Maka itulah, kehadiran pemerintah dengan program birokrasi sebagai aspek layanan publik kini dituntut mampu mendobrak upaya pemenuhan kebutuhan dasar dalam meningkatkan kesejahteraan masyarakat. Supaya mampu menjadi penanda yang kuat saat menghadapi tantangan dari tuntutan peradaban zaman kekinian menuju perkembangan masyarakat ekonomi ASEAN (MEA).

Salah satu cerminan upaya pemerintah memastikan kehadiran negara dalam berbagai aspek layanan publik tersebut, di antaranya pelaksanaan peragaan dan pementasan seni budaya, Bali Mandara Mahalango (BMM), yang telah dicanangkan sejak tahun 2014 lalu oleh Gubernur Bali, Made Mangku Pastika.

Program kebudayaan bangsa berbasis kearifan lokal khas Bali ini dimaksudkan untuk memuliakan seniman dan pelaku seni budaya sekaligus menghibur masyarakat serta meningkatkan upaya pelestarian dan pengembangan kebudayaan bangsa, terutama seni budaya khas Bali.

Dalam konteks ini, muncul anggapan bahwa jajaran birokrasi pemerintahan secara perlahan terkesan telah melakukan proses evolusi kinerja dari bermental penguasa menjadi mau melayani.

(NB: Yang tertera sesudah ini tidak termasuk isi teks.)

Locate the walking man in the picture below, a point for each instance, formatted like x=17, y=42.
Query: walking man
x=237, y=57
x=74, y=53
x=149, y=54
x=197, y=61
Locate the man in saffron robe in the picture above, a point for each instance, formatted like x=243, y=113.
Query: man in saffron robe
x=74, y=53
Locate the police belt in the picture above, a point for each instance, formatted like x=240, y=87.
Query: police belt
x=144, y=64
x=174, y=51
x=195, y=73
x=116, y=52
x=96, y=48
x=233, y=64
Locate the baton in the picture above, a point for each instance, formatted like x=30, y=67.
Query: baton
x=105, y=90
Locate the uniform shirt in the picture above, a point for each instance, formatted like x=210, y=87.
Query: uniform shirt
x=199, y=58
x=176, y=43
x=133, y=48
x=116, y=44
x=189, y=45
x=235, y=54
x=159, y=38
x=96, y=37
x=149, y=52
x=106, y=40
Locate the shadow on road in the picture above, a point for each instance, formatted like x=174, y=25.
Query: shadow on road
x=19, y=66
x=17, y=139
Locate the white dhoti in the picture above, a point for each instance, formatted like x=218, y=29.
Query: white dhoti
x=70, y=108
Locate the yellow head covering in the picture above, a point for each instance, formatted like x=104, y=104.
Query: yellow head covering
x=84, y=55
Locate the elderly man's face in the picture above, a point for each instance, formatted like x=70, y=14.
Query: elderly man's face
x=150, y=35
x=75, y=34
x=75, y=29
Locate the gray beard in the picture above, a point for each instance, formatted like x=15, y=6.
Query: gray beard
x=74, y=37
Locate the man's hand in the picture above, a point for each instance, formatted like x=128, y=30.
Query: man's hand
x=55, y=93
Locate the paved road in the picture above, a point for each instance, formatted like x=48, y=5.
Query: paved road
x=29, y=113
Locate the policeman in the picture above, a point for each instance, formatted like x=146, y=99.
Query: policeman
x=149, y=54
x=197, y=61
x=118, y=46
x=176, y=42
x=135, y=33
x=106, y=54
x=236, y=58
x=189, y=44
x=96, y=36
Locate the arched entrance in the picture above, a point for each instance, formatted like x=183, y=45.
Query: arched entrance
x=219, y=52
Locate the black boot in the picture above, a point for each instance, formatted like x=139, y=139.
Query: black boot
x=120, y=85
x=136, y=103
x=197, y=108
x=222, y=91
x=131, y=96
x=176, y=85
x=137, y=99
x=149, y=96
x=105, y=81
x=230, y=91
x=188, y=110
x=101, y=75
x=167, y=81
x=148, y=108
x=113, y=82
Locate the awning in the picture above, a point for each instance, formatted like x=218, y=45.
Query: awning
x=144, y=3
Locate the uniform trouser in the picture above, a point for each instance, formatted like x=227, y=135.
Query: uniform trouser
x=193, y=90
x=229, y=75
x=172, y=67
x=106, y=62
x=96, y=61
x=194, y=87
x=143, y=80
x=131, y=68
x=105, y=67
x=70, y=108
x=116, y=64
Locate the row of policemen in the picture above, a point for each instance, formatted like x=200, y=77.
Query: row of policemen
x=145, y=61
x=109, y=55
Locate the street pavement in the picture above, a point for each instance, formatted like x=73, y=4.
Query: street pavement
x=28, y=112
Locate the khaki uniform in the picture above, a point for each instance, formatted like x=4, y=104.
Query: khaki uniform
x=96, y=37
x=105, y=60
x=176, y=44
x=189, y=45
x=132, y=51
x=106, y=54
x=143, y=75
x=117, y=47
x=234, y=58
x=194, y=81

Meskipun disinyalir hanya sebatas pencitraan publik dalam melanggengkan relasi kuasa dari politik kekuasaan kepemimpinan pemerintahan.

Fakta ini tentunya cukup diapresiasi secara positif oleh kalangan seniman dan pelaku seni, termasuk masyarakat luas terutama pencinta seni budaya sebagai angin segar ataupun peluang emas dalam upaya meningkatkan daya saing hidupnya untuk mencapai kesejahteraan yang lebih bermartabat dan berbudaya secara berkelanjutan.

Kebijakan populis yang mendongkrak apresiasi publik ini dianggap menjadi pembeda bagi pemerintahan, yakni Bali Mandara periode kedua, dengan kepemimpinan Gubernur Bali, Made Mangku Pastika bersama Wakilnya I Ketut Sudikerta.

Kini, memasuki tahun kedua pelaksanaan peragaan dan pementasan seni budaya, Bali Mandara Mahalango telah berlangsung mulai 12 Juli dan akan berakhir 28 Agustus 2015 mendatang. Tak kurang dari 56 sekaa, sanggar/yayasan seni budaya seluruh kabupaten/kota di Bali turut berpartisipasi aktif dengan menyajikan garapan terbaiknya, dalam ragam seni pertunjukan, seperti kerakyatan, klasik tradisional, kreasi baru, kontemporer dan eksperimental, serta kolosal.

Kepala Dinas Kebudayaan (Kadisbud) Bali, Drs. Dewa Putu Beratha M.Si menegaskan bahwa BMM merupakan ajang festival seni budaya untuk memupuk kecintaan masyarakat terhadap budaya Bali yang adiluhung sekaligus memberi ruang berkesenian bagi kelompok dan kemunitas seni baik tradisional dan modern. Sehingga, dapat diapresiasi oleh masyarakat pengunjung dengan mengoptimalkan fungsi UPT Taman Budaya (arts centre) Bali, Denpasar sebagai pusat kesenian dan budaya Bali.

Di samping pelaksanaan Pesta Kesenian Bali (PKB) setiap tahun, BMM juga dimaknai sebagai dinamika seni budaya menuju kesejahteraan, kemajuan dan keagungan peradaban Bali, serta mampu menumbuhkan sikap profesionalisme seniman dan pelaku seni untuk menciptakan industri kreatif inovatif berbasis seni budaya menuju Bali yang maju, aman, damai, dan sejahtera.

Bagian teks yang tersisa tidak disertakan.